Forum Discussion

DanAvni's avatar
8 years ago

Anomaly detection

We have a linux based http load balancer that is being monitored for a few months now. Yesterday we got a call from very few customers saying that our site was a bit slow. Looking on LM alerts I saw nothing so I thought that it must be some slow internet connection on the customer side or some other slow down on the internet connection of our hosting facility (so few customers complained that I did not seem to need any further investigation). Then about 5 hours after these calls I suddenly got a LM alert that the CPU of the http load balancer was too busy. Looking on the graph of the CPU of the load balancer I saw that the CPU was using 50-90% all the time for a few hours - starting when the customers complained (compared to about 10-20% on the same time previous week). Because the CPU usage changed all the time up and down LM did not trigger any alert for a few hours so I did not know something is wrong until a few samples triggered the alert.

My suggestion: Have LM detect that something is not behaving as it normally does (compared to same period on weeks/months before). When an anomaly is detected it should be flagged with an anomaly color (I was thinking blue and a question mark icon) as it might be nothing but it could also be the first signs of a problem.

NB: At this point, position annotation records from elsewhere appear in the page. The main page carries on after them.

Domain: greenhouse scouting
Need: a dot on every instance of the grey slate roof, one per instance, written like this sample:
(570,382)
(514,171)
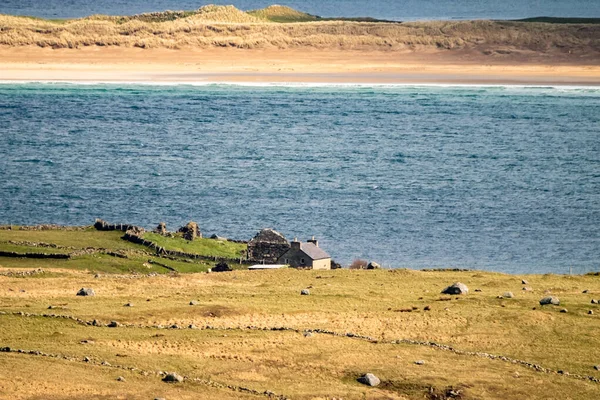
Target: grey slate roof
(314,252)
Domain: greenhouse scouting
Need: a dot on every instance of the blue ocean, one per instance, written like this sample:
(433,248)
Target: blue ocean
(399,10)
(495,178)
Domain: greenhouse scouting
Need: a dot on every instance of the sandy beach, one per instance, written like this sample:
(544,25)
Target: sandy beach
(103,64)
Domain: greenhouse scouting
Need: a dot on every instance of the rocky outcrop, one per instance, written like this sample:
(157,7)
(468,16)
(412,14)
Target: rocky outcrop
(191,231)
(102,225)
(267,246)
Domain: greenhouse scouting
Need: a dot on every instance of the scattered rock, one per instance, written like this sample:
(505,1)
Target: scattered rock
(550,300)
(172,377)
(222,267)
(191,231)
(369,380)
(86,292)
(457,288)
(373,265)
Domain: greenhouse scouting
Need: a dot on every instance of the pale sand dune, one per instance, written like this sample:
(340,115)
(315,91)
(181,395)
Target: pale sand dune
(291,65)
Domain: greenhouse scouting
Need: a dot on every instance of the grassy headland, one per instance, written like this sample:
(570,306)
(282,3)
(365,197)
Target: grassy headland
(252,335)
(284,28)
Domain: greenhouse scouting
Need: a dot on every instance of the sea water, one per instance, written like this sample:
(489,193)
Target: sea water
(497,178)
(399,10)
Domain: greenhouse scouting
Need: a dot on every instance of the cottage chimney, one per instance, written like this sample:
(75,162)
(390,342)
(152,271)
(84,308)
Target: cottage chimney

I differentiate this from a warning alert as a warning is a definite value and this is just a speculation that something is not working as it normally does

  • I have requested this in other threads -- the fix is to enable evaluation of a condition over time, not just repeated over N samples.  It is much more operationally important to know the CPU has averaged 50% over an hour than to know it spiked to 80% for a few minutes, and as you say it takes only one "good" sample to be blind to what is going on.  A method that might be easier to implement is to require N out of M of the last checks to have failed, not just N in a row.

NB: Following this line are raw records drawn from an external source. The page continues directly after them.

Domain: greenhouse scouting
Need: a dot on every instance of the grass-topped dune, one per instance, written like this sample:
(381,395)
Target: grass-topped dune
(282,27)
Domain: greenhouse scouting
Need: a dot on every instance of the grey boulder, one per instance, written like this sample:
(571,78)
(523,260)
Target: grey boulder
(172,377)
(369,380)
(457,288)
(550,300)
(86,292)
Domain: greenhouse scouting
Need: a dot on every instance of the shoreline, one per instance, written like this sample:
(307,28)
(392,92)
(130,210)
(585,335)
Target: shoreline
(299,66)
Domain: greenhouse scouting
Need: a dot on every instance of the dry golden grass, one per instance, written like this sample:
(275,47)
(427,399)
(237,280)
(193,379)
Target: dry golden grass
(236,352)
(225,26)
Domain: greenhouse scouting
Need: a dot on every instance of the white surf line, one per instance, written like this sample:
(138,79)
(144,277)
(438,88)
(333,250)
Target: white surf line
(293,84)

    Similarly, it would be useful to get alerts on predictable resource slopes so you can get a heads up N days prior to resource exhaustion.  This is at least addressed by forecast reports, but an alert that disk will be exhausted in a week on a volume would be much more useful in most cases.

     

    Regards,

    Mark

  • Mark, your idea is also needed but I do not think it's the same thing. Your average will see an average of the last 50 samples or 100 samples and will be able to tell you that the average is high.

    My idea does an average of the last N samples and compares that to the same period a week ago, two weeks ago ... X weeks ago and tries to see some anomaly in the current average (e.g. every Wednesday on the past 5 weeks the CPU at night is 10% and at day time is around 30%, this week on Wednesday at night the CPU is spiking at 90% and falling back to 50% so there is something different). This is not an alert because things might be ok, a new customer might have started working at night and is keeping the server busy or something else might be keeping the server busy. But at the same time this could be an indicator of a problem or a potential problem

  • True, that is different and also useful - sounds like what AppDynamics does with stddev monitoring.  Still need to check over a period of time, though :).

     

    Thanks,

    Mark